The policy, according to the commission will help to prevent abuse by the people.
Zonal head, Kano office, Garba Dugum, made this known on Thursday in Kano at a training workshop on budget tracking and project monitoring for civil society organisations (CSOs) in northern Nigeria.
Dugum, who expressed disgust over series of petitions filed by supposed whistleblowers, which were later found to be false declarations, noted that EFCC finds it absolutely important to initiate the new policy to check needless allegations.
Represented by the head, economic governance, Kano office, Sani Mohammed, he reminded Nigerians, of the extent false declaration could damage reputation, insisting that EFCC was also conscious of engaging on needless litigation false petitions could ignite.
“Talking about the success of the whistleblower policy in Kano, I am sure you are aware the case of former Group Managing Director (GMD) of Nigerian National Petroleum Corporation (NNPC), Andrew Yakubu, emanated from Kano. Though the case is still in Kano.
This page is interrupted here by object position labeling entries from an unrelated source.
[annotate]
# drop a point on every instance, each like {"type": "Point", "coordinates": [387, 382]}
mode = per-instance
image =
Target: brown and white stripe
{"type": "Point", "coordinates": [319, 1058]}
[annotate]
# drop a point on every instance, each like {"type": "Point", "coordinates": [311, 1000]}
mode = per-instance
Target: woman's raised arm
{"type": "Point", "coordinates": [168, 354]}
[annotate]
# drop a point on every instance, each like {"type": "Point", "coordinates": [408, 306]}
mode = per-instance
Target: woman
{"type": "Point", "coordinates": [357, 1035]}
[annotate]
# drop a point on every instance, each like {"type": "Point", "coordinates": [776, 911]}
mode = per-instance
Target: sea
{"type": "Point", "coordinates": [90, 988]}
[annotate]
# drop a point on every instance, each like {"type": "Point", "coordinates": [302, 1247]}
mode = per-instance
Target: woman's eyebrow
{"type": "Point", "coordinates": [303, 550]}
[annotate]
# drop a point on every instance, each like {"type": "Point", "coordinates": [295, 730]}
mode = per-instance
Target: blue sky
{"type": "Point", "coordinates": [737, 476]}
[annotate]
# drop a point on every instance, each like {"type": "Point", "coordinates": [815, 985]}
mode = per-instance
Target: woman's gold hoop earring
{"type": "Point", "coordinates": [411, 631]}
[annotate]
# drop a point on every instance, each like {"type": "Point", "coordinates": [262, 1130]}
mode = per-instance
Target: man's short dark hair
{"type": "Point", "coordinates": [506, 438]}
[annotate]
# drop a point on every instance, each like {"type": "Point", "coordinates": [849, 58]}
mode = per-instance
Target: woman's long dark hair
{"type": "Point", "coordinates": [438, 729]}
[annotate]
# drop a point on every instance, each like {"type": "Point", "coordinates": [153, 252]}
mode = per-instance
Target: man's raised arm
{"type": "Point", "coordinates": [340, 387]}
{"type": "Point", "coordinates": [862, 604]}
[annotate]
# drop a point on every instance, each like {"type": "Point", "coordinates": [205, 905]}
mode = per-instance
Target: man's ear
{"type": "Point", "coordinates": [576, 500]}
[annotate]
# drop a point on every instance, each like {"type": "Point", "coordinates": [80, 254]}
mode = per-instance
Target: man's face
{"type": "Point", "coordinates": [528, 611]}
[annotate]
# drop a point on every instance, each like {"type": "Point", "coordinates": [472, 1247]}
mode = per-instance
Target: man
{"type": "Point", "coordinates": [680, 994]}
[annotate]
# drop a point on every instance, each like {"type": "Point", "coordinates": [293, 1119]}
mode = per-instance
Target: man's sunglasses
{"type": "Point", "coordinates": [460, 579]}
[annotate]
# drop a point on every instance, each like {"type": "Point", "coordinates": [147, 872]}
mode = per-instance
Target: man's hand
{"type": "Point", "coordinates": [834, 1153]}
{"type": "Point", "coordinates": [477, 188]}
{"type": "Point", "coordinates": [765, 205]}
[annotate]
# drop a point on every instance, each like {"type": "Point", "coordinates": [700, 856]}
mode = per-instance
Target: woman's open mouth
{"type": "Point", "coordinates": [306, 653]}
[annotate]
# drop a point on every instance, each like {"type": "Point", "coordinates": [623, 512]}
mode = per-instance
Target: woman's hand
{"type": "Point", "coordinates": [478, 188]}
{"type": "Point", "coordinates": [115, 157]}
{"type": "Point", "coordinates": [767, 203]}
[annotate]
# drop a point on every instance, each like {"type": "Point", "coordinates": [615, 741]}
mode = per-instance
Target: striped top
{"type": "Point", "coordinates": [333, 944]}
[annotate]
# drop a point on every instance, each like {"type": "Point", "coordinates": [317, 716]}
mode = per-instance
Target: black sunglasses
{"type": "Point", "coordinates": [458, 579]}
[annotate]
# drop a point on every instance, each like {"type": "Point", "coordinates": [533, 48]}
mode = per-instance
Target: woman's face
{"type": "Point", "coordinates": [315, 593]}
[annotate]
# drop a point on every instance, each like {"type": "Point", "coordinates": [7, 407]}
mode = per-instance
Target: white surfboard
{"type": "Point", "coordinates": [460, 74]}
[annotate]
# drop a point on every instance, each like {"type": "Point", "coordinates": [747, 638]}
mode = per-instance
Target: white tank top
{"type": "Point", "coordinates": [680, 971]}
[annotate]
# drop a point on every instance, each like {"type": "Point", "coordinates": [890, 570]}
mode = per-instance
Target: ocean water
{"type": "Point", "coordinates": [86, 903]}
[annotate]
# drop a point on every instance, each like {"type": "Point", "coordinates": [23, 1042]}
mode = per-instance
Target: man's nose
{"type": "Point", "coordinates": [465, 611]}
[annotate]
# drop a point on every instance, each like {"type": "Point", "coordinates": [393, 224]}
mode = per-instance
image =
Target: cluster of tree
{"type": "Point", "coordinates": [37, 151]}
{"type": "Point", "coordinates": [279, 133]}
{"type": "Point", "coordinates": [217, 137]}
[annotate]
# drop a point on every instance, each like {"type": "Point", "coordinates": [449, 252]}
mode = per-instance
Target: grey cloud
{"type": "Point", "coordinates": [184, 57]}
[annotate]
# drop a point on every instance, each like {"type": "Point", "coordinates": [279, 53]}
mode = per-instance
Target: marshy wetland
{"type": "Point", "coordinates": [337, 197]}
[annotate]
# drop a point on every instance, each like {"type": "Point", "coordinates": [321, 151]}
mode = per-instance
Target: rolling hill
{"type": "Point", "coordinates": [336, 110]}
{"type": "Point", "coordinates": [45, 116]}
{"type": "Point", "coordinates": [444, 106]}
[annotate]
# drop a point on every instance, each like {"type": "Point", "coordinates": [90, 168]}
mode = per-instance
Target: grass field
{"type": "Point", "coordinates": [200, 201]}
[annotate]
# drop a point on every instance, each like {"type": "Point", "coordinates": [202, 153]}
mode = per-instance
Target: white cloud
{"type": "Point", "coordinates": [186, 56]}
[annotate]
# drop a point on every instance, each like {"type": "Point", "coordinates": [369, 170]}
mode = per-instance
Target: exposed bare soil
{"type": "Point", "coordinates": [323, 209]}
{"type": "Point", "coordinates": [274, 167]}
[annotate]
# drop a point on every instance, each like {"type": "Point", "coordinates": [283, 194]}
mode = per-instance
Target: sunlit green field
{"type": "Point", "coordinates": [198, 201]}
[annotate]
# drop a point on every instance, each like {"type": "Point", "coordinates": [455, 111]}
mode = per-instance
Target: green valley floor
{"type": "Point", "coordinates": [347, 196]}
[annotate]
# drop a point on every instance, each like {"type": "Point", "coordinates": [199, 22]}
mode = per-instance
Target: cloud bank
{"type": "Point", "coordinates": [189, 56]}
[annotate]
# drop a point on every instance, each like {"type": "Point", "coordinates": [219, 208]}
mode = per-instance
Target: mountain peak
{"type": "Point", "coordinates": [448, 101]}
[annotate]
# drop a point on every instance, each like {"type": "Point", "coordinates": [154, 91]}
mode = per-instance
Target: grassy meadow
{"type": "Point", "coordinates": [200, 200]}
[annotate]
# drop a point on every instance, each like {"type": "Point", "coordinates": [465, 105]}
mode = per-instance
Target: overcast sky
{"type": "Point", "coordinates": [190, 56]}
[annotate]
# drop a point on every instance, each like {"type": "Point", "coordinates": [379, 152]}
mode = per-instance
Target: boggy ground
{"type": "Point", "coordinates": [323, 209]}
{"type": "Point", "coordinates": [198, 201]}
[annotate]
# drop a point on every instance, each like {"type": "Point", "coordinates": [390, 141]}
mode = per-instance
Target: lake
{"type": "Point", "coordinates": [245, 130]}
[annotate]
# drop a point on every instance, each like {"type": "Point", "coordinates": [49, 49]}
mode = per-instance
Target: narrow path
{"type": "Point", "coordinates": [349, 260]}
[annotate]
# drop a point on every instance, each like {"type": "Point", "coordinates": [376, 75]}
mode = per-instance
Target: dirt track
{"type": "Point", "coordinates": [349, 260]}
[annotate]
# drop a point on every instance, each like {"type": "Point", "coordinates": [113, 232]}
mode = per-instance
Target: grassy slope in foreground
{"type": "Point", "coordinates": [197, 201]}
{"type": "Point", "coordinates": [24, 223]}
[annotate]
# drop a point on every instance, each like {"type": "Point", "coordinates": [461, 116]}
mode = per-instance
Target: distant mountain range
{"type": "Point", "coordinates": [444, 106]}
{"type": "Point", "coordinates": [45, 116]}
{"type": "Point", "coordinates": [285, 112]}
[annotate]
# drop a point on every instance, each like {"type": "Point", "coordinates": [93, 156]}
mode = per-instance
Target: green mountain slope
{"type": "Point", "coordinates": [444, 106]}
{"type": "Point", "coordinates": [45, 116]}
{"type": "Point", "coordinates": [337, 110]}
If you convert the monies involved, you are talking of billions of naira.
“That was why EFCC introduced oath-taking by whistleblowers, to ensure that the information given is correct. The commission will not hesitate to prosecute any person who gives false information, simply because you want to settle scores with another person,” says Dugum.
He added that EFCC’s doors were open for intelligence, and commended the efforts of the CSOs in raising critical cases of corruption and exposing ills in the society.
Professor Mohammad Fagge of Bayero University Kano (BUK) charged the CSOs on independence and self funding in carrying out their activities.
The professor of political science noted that relying on activities of CSOs to government or individuals’ sponsorship would reduce their credibility and objectivity.